いうまでもなく、そんな多額の資金を出したクレイン社(というより、その親会社であるゴールドマンサックス)も、慈善事業としてそのお金を出したわけではありません。その資金をいつかは回収して、最終的には儲けを得ることを狙っています。
実際、ゴールドマンサックスが実質的な筆頭株主になってからは、息のかかった人間を社長に就任させたり、早期退職による人件費圧縮を行うなどし、経営の立て直しに本腰を入れ続けてきました。
その成果が少しずつ出て来場者数も増加に転じ、さらには今回、「ウィザーディング・ワールド・オブ・ハリー・ポッター」の投入でテーマパークの魅力度が今までにないレベルにまで高まりました。このタイミングは、ゴールドマンサックスにとって「750億円を取り戻す」格好のチャンスととらえることもできます。

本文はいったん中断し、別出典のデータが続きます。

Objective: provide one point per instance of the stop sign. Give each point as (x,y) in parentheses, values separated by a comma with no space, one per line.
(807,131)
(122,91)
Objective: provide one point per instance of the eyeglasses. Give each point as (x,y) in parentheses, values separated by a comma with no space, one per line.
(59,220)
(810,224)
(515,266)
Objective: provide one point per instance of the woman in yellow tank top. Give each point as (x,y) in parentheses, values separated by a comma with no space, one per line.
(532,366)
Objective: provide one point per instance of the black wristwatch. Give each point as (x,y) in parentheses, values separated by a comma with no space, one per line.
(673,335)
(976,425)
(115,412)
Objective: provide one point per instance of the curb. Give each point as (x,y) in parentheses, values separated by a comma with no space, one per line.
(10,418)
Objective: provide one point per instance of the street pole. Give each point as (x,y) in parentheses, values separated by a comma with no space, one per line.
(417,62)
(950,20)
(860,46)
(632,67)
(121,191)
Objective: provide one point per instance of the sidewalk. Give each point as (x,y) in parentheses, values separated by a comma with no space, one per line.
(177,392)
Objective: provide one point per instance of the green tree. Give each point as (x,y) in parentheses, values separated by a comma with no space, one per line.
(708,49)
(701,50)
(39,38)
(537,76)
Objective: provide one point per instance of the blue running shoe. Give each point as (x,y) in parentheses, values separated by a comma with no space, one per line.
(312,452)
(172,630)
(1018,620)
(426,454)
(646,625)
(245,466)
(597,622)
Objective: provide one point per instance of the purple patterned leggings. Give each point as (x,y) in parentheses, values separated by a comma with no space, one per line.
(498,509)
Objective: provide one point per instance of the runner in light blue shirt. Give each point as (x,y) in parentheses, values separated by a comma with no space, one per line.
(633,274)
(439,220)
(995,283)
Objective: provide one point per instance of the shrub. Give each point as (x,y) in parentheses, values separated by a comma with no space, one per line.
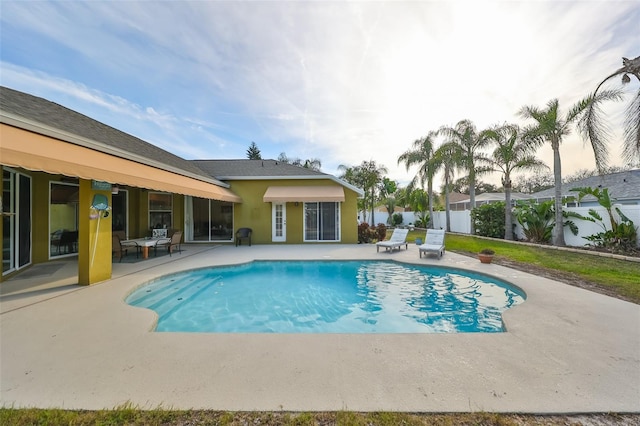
(367,233)
(488,220)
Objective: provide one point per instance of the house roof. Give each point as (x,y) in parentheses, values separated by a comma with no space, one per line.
(492,196)
(24,110)
(245,169)
(622,186)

株式を再び上場させて、「誰でもユー・エス・ジェイの株式を買える」状態になったとき、「今のユー・エス・ジェイなら、高値で株式を買ってもいい!」という人が増えるかもしれません。そうなると、750億円を回収……いや、それ以上のお金が手に入るかもしれません。今回の再上場は、このような株主の思惑を背景に、検討が進められているわけです。
いかがだったでしょうか。人々に夢を与えるテーマパークが、より面白い、魅力的な場所になることは大歓迎ですが、そのためには多額の資金が必要になります。もし再上場が実現した場合には、ゴールドマンサックスによる投資回収だけにとどまらず、さらに面白いアトラクションが増えるかもしれません。
テーマパーク業界は長年東京ディズニーリゾートが独走状態にありましたが、大阪のUSJがそこにどこまで肉薄できるか? これからも楽しみに見守りたいと思います。